The picture is the first taken since the Transiting Exoplanet Survey Satellite (TESS) lifted off from Cape Canaveral in April on a SpaceX Falcon 9 rocket.
TESS completed its lunar flyby on 17 May and the science team completed a two-second test exposure using one of the spacecraft's four cameras.
It is centred on the southern hemisphere constellation Centaurus and reveals more than 200,000 stars.
The picture is just the beginning for NASA, as TESS is expected to cover 400 times as much sky during its mission to search for planets outside of our solar system – bodies known as exoplanets – some of which could potentially harbour life.
The spacecraft will scan the sky with its four cameras as part of an initial two-year search.
NASA says that a science-quality image, also known as a "first light" image, is expected to be released in June.
TESS has a highly unusual orbit around Earth which is designed to maximise the amount of sky it can image.
It will observe nearly the entire sky to monitor for sudden dips in the brightness of nearby stars caused by planets passing in front of them.
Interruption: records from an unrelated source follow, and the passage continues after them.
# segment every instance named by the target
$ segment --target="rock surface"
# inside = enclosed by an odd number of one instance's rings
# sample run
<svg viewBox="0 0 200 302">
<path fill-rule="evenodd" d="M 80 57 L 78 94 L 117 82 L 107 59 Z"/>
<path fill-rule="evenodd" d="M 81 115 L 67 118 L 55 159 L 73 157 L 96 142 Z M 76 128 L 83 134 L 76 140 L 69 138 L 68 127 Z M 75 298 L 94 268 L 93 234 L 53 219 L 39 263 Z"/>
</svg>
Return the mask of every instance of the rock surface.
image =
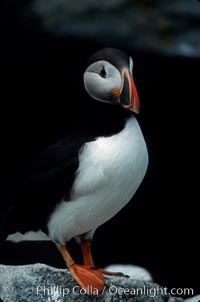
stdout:
<svg viewBox="0 0 200 302">
<path fill-rule="evenodd" d="M 200 57 L 197 0 L 33 0 L 24 14 L 55 34 Z"/>
<path fill-rule="evenodd" d="M 125 278 L 107 278 L 105 291 L 86 295 L 67 269 L 44 264 L 26 266 L 0 265 L 0 297 L 4 302 L 130 301 L 178 302 L 159 285 Z"/>
</svg>

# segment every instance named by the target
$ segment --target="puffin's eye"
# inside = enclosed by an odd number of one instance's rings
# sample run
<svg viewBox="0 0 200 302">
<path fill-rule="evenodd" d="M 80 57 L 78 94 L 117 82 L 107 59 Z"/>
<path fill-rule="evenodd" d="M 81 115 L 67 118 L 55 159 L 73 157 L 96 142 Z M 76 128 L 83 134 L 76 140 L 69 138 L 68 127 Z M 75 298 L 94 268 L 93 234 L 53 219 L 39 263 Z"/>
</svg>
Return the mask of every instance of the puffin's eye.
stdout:
<svg viewBox="0 0 200 302">
<path fill-rule="evenodd" d="M 105 78 L 105 77 L 106 77 L 107 73 L 106 73 L 106 71 L 105 71 L 105 67 L 104 67 L 104 66 L 101 68 L 99 74 L 100 74 L 100 76 L 101 76 L 102 78 Z"/>
</svg>

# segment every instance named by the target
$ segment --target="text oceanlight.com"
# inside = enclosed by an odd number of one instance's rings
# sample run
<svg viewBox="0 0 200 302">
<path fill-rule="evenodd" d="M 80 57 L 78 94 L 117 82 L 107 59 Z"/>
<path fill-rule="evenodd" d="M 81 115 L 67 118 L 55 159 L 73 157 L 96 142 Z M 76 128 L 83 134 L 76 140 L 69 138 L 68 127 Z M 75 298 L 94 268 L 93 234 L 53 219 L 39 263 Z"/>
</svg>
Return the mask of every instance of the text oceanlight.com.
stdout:
<svg viewBox="0 0 200 302">
<path fill-rule="evenodd" d="M 33 292 L 33 290 L 32 290 Z M 62 286 L 37 286 L 36 287 L 36 295 L 43 294 L 45 296 L 61 296 L 65 297 L 69 294 L 74 295 L 104 295 L 107 292 L 108 294 L 115 296 L 115 295 L 127 295 L 127 296 L 140 296 L 145 295 L 149 297 L 155 297 L 158 295 L 171 295 L 171 296 L 192 296 L 194 295 L 193 288 L 172 288 L 168 290 L 166 287 L 150 287 L 150 286 L 143 286 L 138 288 L 129 288 L 129 287 L 117 287 L 117 286 L 104 286 L 102 292 L 95 287 L 88 286 L 87 289 L 81 288 L 80 286 L 74 286 L 73 288 L 64 288 Z"/>
</svg>

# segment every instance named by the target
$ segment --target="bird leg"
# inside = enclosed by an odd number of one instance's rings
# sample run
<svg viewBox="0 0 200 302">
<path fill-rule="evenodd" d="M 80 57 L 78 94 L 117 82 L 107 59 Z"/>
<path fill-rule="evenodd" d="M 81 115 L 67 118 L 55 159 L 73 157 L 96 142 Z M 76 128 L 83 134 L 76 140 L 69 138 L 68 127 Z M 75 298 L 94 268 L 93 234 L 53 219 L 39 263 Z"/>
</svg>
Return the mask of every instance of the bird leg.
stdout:
<svg viewBox="0 0 200 302">
<path fill-rule="evenodd" d="M 91 252 L 91 241 L 82 239 L 81 248 L 82 248 L 84 265 L 89 265 L 91 267 L 94 267 L 94 261 Z"/>
<path fill-rule="evenodd" d="M 102 268 L 96 268 L 95 265 L 94 265 L 93 257 L 92 257 L 91 241 L 90 240 L 85 240 L 82 237 L 81 238 L 81 248 L 82 248 L 82 253 L 83 253 L 83 263 L 84 263 L 84 265 L 90 266 L 91 268 L 98 270 L 98 272 L 103 274 L 103 275 L 129 278 L 128 275 L 124 275 L 123 273 L 120 273 L 120 272 L 109 272 L 109 271 L 107 271 L 105 269 L 102 269 Z"/>
<path fill-rule="evenodd" d="M 58 249 L 61 252 L 72 276 L 77 283 L 86 290 L 87 293 L 91 293 L 91 289 L 92 291 L 103 291 L 105 285 L 104 277 L 99 270 L 91 267 L 91 265 L 76 264 L 65 245 L 58 245 Z M 87 249 L 89 248 L 86 246 L 86 250 Z M 91 259 L 87 259 L 87 257 L 85 259 L 87 263 L 91 264 Z"/>
</svg>

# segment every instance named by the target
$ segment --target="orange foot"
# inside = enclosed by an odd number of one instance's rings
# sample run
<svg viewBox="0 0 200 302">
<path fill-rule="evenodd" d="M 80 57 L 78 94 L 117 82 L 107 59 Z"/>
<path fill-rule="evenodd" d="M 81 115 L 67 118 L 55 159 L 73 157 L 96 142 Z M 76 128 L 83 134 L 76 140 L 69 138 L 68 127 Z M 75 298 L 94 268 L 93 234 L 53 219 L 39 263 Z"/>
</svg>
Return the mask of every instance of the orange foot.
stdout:
<svg viewBox="0 0 200 302">
<path fill-rule="evenodd" d="M 69 270 L 74 279 L 87 293 L 93 292 L 94 290 L 99 293 L 103 291 L 105 282 L 100 270 L 76 263 L 72 264 Z"/>
</svg>

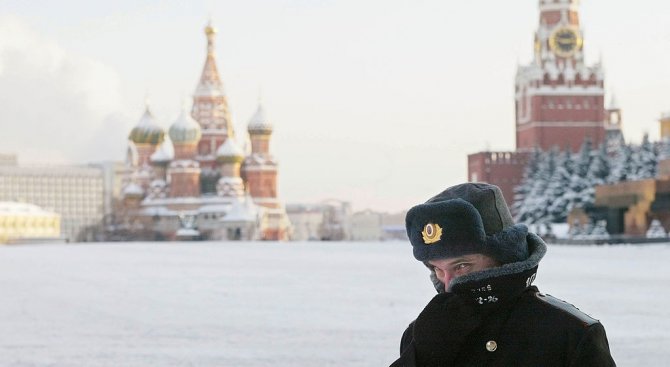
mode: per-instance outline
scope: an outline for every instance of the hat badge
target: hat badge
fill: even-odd
[[[442,228],[436,223],[428,223],[423,227],[421,235],[423,236],[423,242],[430,245],[442,238]]]

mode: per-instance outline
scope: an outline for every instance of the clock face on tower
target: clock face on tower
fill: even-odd
[[[582,36],[572,27],[556,28],[549,37],[549,47],[558,57],[572,57],[582,48]]]

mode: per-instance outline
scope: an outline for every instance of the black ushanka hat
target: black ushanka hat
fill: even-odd
[[[407,212],[414,257],[428,260],[480,253],[501,264],[528,258],[524,225],[514,225],[500,188],[486,183],[450,187]]]

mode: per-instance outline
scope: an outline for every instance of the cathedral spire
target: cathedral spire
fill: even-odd
[[[210,21],[205,27],[207,57],[205,59],[205,66],[202,68],[200,82],[195,91],[196,96],[220,96],[225,94],[214,56],[214,39],[216,38],[216,33],[217,30],[212,26]]]
[[[214,41],[217,33],[210,21],[205,27],[207,37],[205,65],[193,95],[191,109],[191,116],[202,127],[202,139],[198,143],[196,159],[207,169],[214,169],[218,147],[226,138],[235,135],[228,99],[216,67]]]

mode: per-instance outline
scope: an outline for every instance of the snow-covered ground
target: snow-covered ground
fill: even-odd
[[[551,246],[620,366],[670,358],[670,244]],[[407,243],[0,246],[0,366],[387,366],[435,291]]]

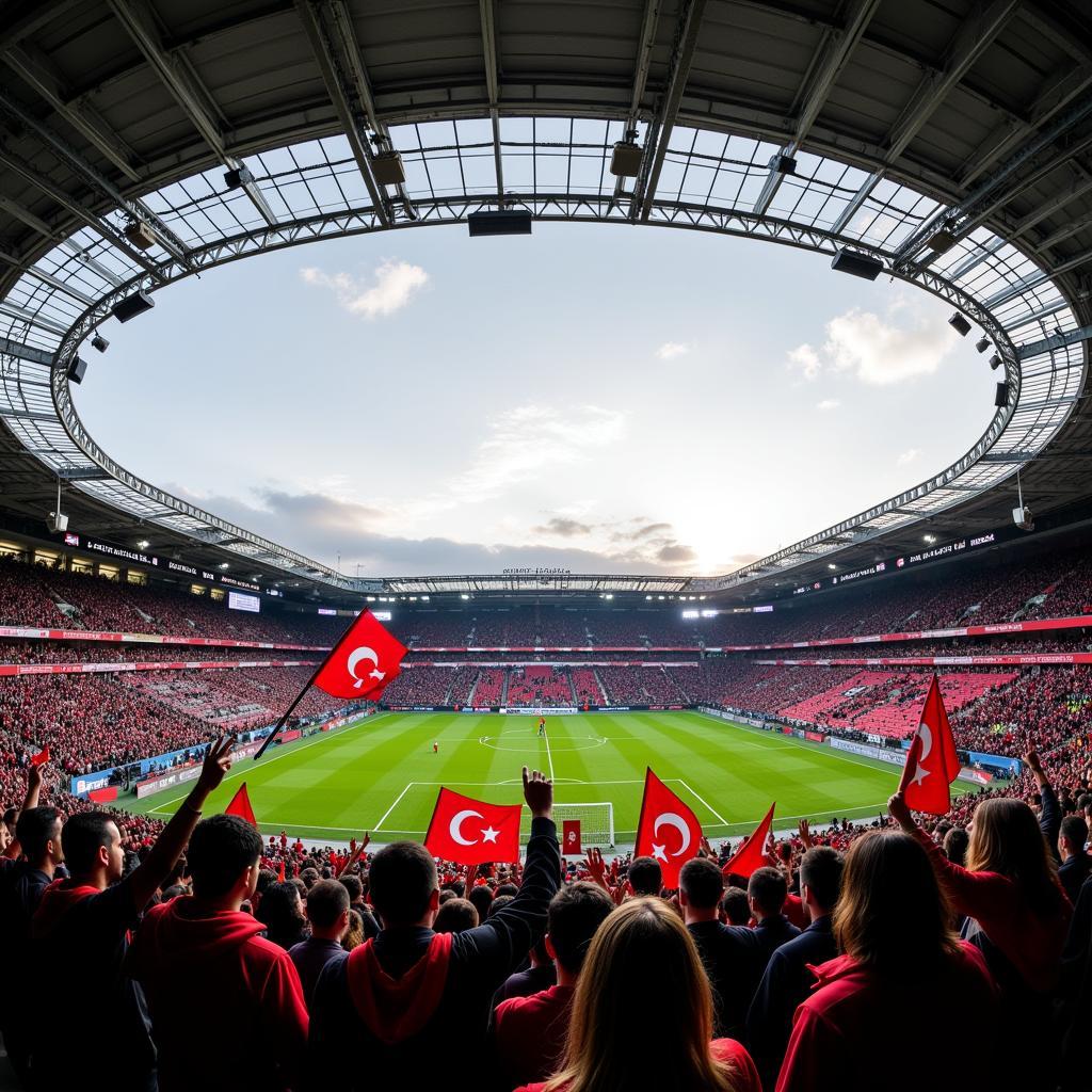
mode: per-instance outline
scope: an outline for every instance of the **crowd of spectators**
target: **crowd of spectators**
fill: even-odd
[[[508,675],[507,704],[572,705],[572,682],[561,667],[512,667]]]
[[[1080,1092],[1089,759],[1087,736],[1032,750],[1023,776],[924,824],[899,793],[871,822],[802,822],[749,875],[737,845],[703,841],[673,889],[652,857],[562,863],[541,774],[524,774],[525,858],[465,868],[201,819],[225,744],[166,826],[46,803],[23,768],[0,928],[21,999],[48,984],[55,1004],[46,1020],[7,993],[4,1045],[28,1088],[69,1083],[55,1021],[81,1061],[100,1035],[56,996],[79,969],[126,1088],[394,1087],[412,1065],[455,1092]],[[937,1005],[960,1034],[926,1048],[914,1029]]]

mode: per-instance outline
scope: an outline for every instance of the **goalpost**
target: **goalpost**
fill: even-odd
[[[597,845],[603,848],[614,846],[614,804],[609,800],[591,804],[555,804],[554,821],[557,823],[559,835],[561,824],[566,819],[580,820],[580,843],[582,848],[586,850],[591,845]],[[520,833],[524,839],[531,834],[531,818],[526,812],[523,815]],[[561,852],[565,852],[565,846],[561,847]]]

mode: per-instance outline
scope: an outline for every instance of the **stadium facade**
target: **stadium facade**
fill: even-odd
[[[60,483],[84,539],[132,549],[139,536],[176,565],[215,575],[226,562],[344,605],[544,591],[739,603],[916,553],[926,535],[1008,535],[1018,471],[1037,533],[1081,520],[1092,32],[1078,3],[480,0],[426,14],[300,0],[154,17],[129,0],[38,3],[8,20],[2,61],[13,532],[48,537]],[[178,280],[503,211],[863,262],[951,302],[988,343],[1001,404],[964,456],[900,495],[737,572],[679,579],[352,580],[142,480],[74,410],[91,339],[119,317],[154,322],[141,312]]]

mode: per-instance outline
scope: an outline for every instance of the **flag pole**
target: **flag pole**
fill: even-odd
[[[293,699],[292,704],[281,714],[281,720],[273,725],[273,731],[265,737],[261,747],[258,748],[258,752],[254,755],[256,762],[262,757],[262,755],[265,753],[265,751],[269,748],[269,745],[273,743],[273,740],[280,734],[281,729],[285,726],[285,723],[287,722],[288,717],[292,716],[293,710],[304,700],[304,696],[307,693],[307,691],[310,690],[312,686],[314,686],[314,680],[319,677],[319,673],[322,670],[323,667],[327,666],[328,663],[330,663],[330,658],[341,648],[342,641],[344,641],[345,638],[348,637],[349,630],[352,630],[352,628],[355,625],[356,625],[356,616],[354,616],[349,621],[348,626],[345,627],[345,632],[342,633],[342,636],[339,637],[336,641],[334,641],[334,646],[327,653],[325,657],[322,660],[322,663],[320,663],[319,666],[314,668],[314,673],[307,680],[307,682],[304,686],[304,689],[296,695],[296,697]],[[364,695],[361,695],[361,697],[364,697]]]

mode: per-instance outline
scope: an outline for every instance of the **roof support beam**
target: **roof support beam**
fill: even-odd
[[[497,204],[505,207],[505,166],[500,152],[500,59],[497,56],[496,0],[478,0],[482,20],[482,52],[485,57],[485,86],[489,96],[489,122],[492,127],[492,163],[497,175]]]
[[[678,117],[682,94],[686,91],[690,66],[698,48],[698,31],[705,13],[707,0],[681,0],[678,22],[675,25],[675,40],[667,62],[667,78],[660,97],[660,107],[649,127],[649,136],[641,159],[641,173],[633,188],[633,201],[629,210],[631,221],[648,221],[660,183],[660,173],[664,168],[667,145],[672,140],[675,120]]]
[[[909,268],[914,256],[941,228],[951,232],[957,237],[962,235],[966,230],[971,217],[983,205],[986,198],[990,197],[1002,182],[1017,174],[1021,167],[1031,163],[1040,153],[1049,147],[1063,133],[1083,121],[1090,114],[1092,114],[1092,94],[1085,95],[1079,103],[1060,115],[1049,128],[1025,144],[994,175],[980,182],[959,204],[941,209],[922,224],[895,251],[892,263],[894,268],[897,270]]]
[[[878,7],[879,0],[850,0],[843,25],[824,33],[819,50],[821,60],[797,94],[797,99],[803,98],[803,105],[796,119],[793,139],[781,150],[781,156],[792,158],[799,151]],[[767,175],[762,192],[755,202],[755,212],[760,216],[770,207],[785,177],[776,169],[775,163],[776,157],[770,165],[770,174]]]
[[[368,195],[371,198],[376,215],[383,227],[390,227],[392,217],[387,205],[387,194],[376,181],[376,176],[372,173],[371,149],[368,147],[368,138],[363,120],[356,117],[349,102],[342,62],[337,58],[333,41],[322,20],[321,9],[325,5],[322,4],[321,0],[318,4],[313,0],[296,0],[296,13],[304,24],[304,31],[311,44],[311,52],[319,66],[327,94],[330,96],[342,128],[345,130],[345,138],[348,140],[353,158],[356,161],[357,169],[360,171]]]
[[[170,56],[164,49],[159,32],[145,10],[147,5],[138,5],[133,0],[108,0],[108,3],[118,22],[126,28],[129,37],[136,44],[136,48],[144,55],[144,59],[181,107],[193,128],[201,134],[201,139],[212,149],[216,158],[228,169],[238,170],[242,167],[241,161],[228,155],[219,128],[205,105],[212,103],[212,97],[198,82],[193,71],[188,66],[183,67],[178,58]],[[262,219],[271,227],[274,226],[276,216],[273,215],[273,210],[270,209],[258,183],[245,182],[242,189]]]
[[[1017,346],[1017,356],[1021,360],[1028,360],[1040,353],[1049,353],[1056,348],[1065,348],[1067,345],[1076,345],[1078,342],[1092,340],[1092,327],[1079,327],[1077,330],[1067,330],[1061,334],[1052,334],[1042,341],[1028,342],[1025,345]]]
[[[960,26],[940,69],[929,73],[917,85],[910,102],[891,128],[891,134],[883,146],[883,166],[869,175],[860,185],[860,189],[857,190],[848,205],[834,222],[833,230],[835,233],[841,234],[845,230],[886,174],[886,168],[906,151],[907,145],[917,135],[922,126],[931,117],[952,87],[963,79],[982,51],[1000,34],[1017,8],[1019,8],[1018,0],[994,0],[977,19],[969,19]]]
[[[13,47],[3,55],[4,62],[20,79],[44,98],[76,132],[90,141],[131,182],[140,175],[132,167],[133,150],[98,116],[88,103],[72,103],[67,95],[57,67],[40,50],[29,46]]]
[[[927,75],[911,96],[891,128],[885,147],[885,162],[893,163],[917,135],[945,97],[966,75],[986,47],[1005,29],[1020,7],[1019,0],[993,0],[985,11],[972,14],[960,24],[938,72]]]
[[[35,348],[33,345],[23,345],[20,342],[13,342],[9,337],[0,337],[0,356],[15,356],[20,360],[40,364],[44,368],[51,368],[54,366],[52,353]],[[26,380],[23,380],[23,382],[26,382]]]
[[[104,239],[107,239],[114,247],[121,251],[130,261],[135,262],[142,270],[150,273],[161,284],[165,283],[165,277],[161,273],[158,265],[140,250],[131,246],[129,241],[117,232],[111,224],[103,219],[86,205],[70,197],[58,186],[46,179],[40,171],[28,164],[25,159],[16,156],[13,152],[0,145],[0,163],[22,175],[32,186],[36,186],[43,193],[51,197],[58,204],[63,205],[73,216],[82,221],[90,228],[98,232]]]
[[[71,296],[73,299],[80,300],[84,307],[91,307],[95,300],[91,296],[85,295],[78,288],[73,287],[66,281],[61,281],[60,277],[54,276],[51,273],[47,273],[45,270],[39,270],[35,265],[26,265],[21,258],[16,254],[11,253],[0,247],[0,262],[7,262],[9,265],[27,273],[33,277],[36,277],[43,284],[48,284],[50,288],[56,288],[58,292],[63,292],[67,296]]]
[[[353,20],[349,16],[348,9],[345,7],[343,0],[330,0],[330,14],[333,20],[334,27],[337,31],[337,35],[341,38],[342,51],[348,64],[353,86],[356,90],[356,97],[360,103],[361,109],[364,110],[364,116],[367,119],[368,126],[378,138],[380,145],[384,150],[393,151],[394,143],[391,140],[390,130],[387,128],[384,122],[379,120],[379,115],[376,110],[376,99],[371,93],[371,81],[368,79],[367,69],[364,66],[364,58],[360,56],[360,45],[356,40],[356,34],[353,31]],[[404,209],[406,216],[410,219],[416,219],[417,210],[414,207],[414,203],[410,199],[410,193],[405,188],[405,183],[400,182],[395,189],[402,200],[402,207]]]
[[[105,178],[95,167],[87,163],[66,140],[27,112],[25,107],[12,98],[3,88],[0,88],[0,110],[9,117],[14,118],[20,126],[31,130],[46,147],[67,163],[88,186],[97,190],[106,201],[114,202],[131,219],[143,221],[155,233],[159,246],[175,261],[181,262],[189,268],[190,260],[186,251],[186,245],[144,202],[139,199],[127,198],[121,193],[109,179]]]
[[[660,10],[663,0],[644,0],[644,17],[641,20],[641,36],[637,44],[637,58],[633,62],[633,90],[629,97],[629,112],[626,115],[625,138],[636,132],[638,118],[641,114],[641,99],[649,83],[649,69],[652,67],[652,50],[656,44],[656,31],[660,27]],[[615,200],[620,200],[626,191],[626,178],[615,179]]]

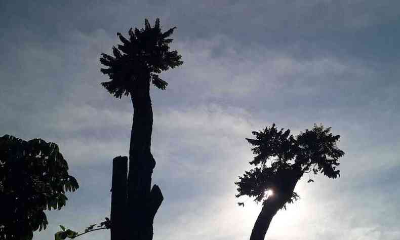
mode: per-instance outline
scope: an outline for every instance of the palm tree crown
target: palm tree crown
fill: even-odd
[[[112,47],[113,57],[101,54],[100,62],[107,67],[100,70],[111,80],[101,85],[116,98],[132,93],[142,81],[165,90],[168,84],[158,74],[183,63],[178,52],[170,51],[169,46],[172,39],[168,37],[176,27],[162,32],[158,18],[152,27],[147,19],[144,24],[144,29],[129,29],[129,39],[117,33],[123,44]]]

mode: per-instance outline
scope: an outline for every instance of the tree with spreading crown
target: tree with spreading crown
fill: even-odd
[[[263,131],[253,132],[255,139],[246,138],[256,154],[250,164],[259,167],[239,177],[235,183],[239,192],[236,196],[255,197],[255,201],[262,202],[263,205],[250,240],[263,240],[277,211],[297,200],[299,195],[294,189],[304,174],[323,173],[329,178],[340,176],[337,167],[344,152],[336,146],[340,136],[333,135],[331,128],[314,125],[296,137],[290,134],[290,130],[284,130],[278,131],[273,124]]]

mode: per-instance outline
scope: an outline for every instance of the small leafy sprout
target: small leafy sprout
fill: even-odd
[[[62,231],[59,231],[56,233],[54,235],[55,240],[64,240],[67,237],[73,239],[77,236],[81,236],[84,234],[93,231],[97,231],[98,230],[102,229],[109,229],[111,228],[111,221],[108,218],[105,218],[105,221],[101,222],[100,225],[97,226],[97,228],[95,229],[94,227],[97,225],[97,223],[94,224],[91,224],[89,227],[85,229],[85,231],[82,233],[72,231],[71,229],[66,229],[66,227],[64,226],[60,225],[60,227],[62,229]]]
[[[62,229],[62,231],[59,231],[56,233],[55,234],[55,240],[63,240],[67,237],[73,239],[78,235],[77,232],[72,231],[71,229],[66,229],[65,227],[60,225],[60,227]]]

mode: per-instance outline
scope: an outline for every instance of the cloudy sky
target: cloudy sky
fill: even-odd
[[[58,143],[81,188],[48,212],[53,239],[109,215],[111,159],[132,107],[100,85],[117,32],[159,17],[184,64],[153,89],[154,240],[248,239],[261,206],[237,205],[245,138],[275,123],[341,135],[341,177],[296,187],[267,239],[400,239],[400,2],[396,0],[0,1],[0,135]],[[246,200],[246,199],[245,199]],[[99,231],[82,240],[108,239]]]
NASA expects TESS will find thousands of exoplanets, and its James Webb Space Telescope – scheduled to launch in 2020 – will provide follow-up observations.
More from NASA
TESS is a NASA astrophysics explorer mission led and operated by the Massachusetts Institute of Technology, and managed by NASA's Goddard Space Flight Centre.
More than a dozen universities, research institutes and observatories worldwide are taking part in the mission.